Employment is not just a material issue. It's a psychological, emotional issue. An insightful essay that deals with data from Marienthal, a small Austrian village whose citizens, in the 1920s, overwhelmingly relied on a single textile factory for employment. Money quote:
Marienthal had previously been an active community with social clubs and political organizations. The paradox is that, after the factory closed and people had abundant leisure, these activities withered. Villagers could not seem to find the time and energy to do much of anything. In the two years after the factory closed, the average number of volumes loaned out by the town library dropped by half ...

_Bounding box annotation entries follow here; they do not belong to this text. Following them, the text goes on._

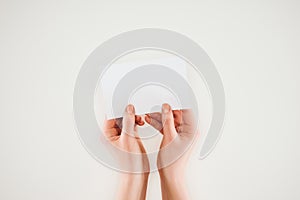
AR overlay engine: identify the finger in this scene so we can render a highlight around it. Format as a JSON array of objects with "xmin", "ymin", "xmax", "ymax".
[
  {"xmin": 162, "ymin": 103, "xmax": 177, "ymax": 137},
  {"xmin": 122, "ymin": 104, "xmax": 135, "ymax": 135},
  {"xmin": 145, "ymin": 114, "xmax": 162, "ymax": 133},
  {"xmin": 103, "ymin": 119, "xmax": 121, "ymax": 138},
  {"xmin": 135, "ymin": 115, "xmax": 145, "ymax": 126},
  {"xmin": 147, "ymin": 112, "xmax": 161, "ymax": 122},
  {"xmin": 173, "ymin": 110, "xmax": 183, "ymax": 127},
  {"xmin": 182, "ymin": 109, "xmax": 195, "ymax": 126}
]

Time seemed to warp. Men stopped wearing watches, and wives complained that their husbands were chronically late for mealseven though they were not coming from anything. Outsiders observed that it took villagers longer and longer just to walk down the street. People slept for hours more each night than they ever had. They could not recall how they spent their days, and they whittled away far more time sitting at home or standing around in the street than doing any other activity.

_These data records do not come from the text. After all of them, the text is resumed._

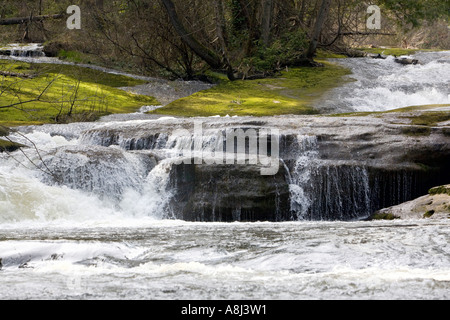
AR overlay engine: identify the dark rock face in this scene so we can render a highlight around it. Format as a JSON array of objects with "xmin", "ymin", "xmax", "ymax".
[
  {"xmin": 69, "ymin": 113, "xmax": 450, "ymax": 221},
  {"xmin": 171, "ymin": 165, "xmax": 296, "ymax": 222}
]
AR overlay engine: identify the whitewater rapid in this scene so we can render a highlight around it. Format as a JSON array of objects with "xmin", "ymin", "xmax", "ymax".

A group of sociologists who had come to interview the townspeople as part of a study on the importance of work determined that what destroyed life in Marienthal was not the loss of wages, but the loss of ability to earn them. When the researchers left the village, their prognosis was grim: “As conditions deteriorate, forces may emerge in the community ushering in totally new events, such as revolt or migration. It is, however, also possible that the feeling of solidarity that binds the people of Marienthal together in the face of adversity will one day dissolve, leaving each individual to scramble after his own salvation.”
The lesson of Marienthal is clear. Work is not just a means to an end. Work has enormous intrinsic value.